Many transgender people feel anxiety about either returning to their workplace following surgery, as well as entering a new workplace after their gender transition. Anxiety is completely natural, but you shouldn’t have to feel that way about being your true self. Here are some tips for entering the workplace after your gender transition.
If you stay in the same job throughout your transition, many trans people recommend being open and honest about your gender transition with your colleagues. When it comes to coming out to family, friends, and colleagues, it’s best to devise a plan ahead of time with the assistance of your therapist.

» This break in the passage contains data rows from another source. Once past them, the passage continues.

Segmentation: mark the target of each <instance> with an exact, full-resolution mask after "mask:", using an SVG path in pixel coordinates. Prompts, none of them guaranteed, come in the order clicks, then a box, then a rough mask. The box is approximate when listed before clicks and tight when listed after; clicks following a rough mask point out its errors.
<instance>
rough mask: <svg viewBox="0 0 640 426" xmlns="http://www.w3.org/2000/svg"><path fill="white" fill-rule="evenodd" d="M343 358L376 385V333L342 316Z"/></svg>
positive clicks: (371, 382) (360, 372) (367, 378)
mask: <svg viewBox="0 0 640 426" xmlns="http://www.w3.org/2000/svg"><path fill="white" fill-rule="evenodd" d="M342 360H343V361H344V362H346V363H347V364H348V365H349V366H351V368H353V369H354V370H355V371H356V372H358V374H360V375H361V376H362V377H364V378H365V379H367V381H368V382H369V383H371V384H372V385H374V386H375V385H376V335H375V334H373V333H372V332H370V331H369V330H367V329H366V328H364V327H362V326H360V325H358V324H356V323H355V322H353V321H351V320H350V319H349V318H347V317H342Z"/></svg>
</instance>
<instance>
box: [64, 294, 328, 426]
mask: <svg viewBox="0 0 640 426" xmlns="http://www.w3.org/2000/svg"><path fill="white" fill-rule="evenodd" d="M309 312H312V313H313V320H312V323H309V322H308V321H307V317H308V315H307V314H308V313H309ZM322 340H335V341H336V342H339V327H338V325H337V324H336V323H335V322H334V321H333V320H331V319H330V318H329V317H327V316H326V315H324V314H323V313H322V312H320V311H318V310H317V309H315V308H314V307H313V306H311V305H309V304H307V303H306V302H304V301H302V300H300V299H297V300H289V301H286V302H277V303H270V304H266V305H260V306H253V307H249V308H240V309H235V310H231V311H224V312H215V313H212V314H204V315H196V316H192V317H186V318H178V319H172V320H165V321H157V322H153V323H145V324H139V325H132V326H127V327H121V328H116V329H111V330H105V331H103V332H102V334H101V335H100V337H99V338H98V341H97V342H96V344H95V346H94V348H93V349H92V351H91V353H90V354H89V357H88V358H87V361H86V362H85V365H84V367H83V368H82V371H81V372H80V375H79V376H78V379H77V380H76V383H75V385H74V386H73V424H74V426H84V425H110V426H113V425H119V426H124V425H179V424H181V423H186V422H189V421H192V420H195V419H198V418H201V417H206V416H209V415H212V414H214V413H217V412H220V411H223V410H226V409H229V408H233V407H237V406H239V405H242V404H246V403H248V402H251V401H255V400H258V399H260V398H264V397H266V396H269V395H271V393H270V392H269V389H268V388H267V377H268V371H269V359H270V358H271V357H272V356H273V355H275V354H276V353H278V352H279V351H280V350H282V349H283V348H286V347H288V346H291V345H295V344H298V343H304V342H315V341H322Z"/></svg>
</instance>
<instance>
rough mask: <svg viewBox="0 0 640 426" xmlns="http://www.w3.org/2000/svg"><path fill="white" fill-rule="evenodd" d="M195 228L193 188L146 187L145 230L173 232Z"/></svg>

You should plan to come out to your colleagues before your physical transition becomes obvious, in order to prevent rumours or other damaging gossip spreading. Colleagues who would otherwise be supportive may still say or do something ignorant. Even though it’s not your responsibility to educate them you may find yourself in a position of having to explain certain aspects of your transition to colleagues. By being as honest and open about your transition as possible, you can stop the spread of any misunderstandings or rumours.
Before you transition you should look up your workplace’s nondiscrimination policy and make sure gender identity and expression are covered. If you’re part of a union, find out if there is an LGBT resource group within that union. You may also want to speak to your HR department. Unfortunately, discrimination in the workplace does happen and you can protect yourself by being aware of your rights, as well as any legal action you can take should you face discrimination in the workplace.
Once transgender people feel comfortable coming out in the workplace, the first course of action is to notify your superior. After this, you can write a letter to be circulated throughout the workplace to each coworker explaining that you are planning a gender transition, and acknowledging that it may be difficult for some of them. Work with your boss to circulate the letter at an appropriate time.
It is also wise to prepare ahead of time in case anyone at your work, including your boss, handles the news of your transition poorly. This may create an unsafe work environment for you, or potentially lead to issues regarding job security. It helps to put some money aside just in case.
Coming out as transgender in the workplace can be difficult, and sadly there are still many obstacles for transgender people in the workplace. It helps to have a strong support group through this time, including your therapist, friends, family members, and other trans or LGBT people who have been through a similar experience.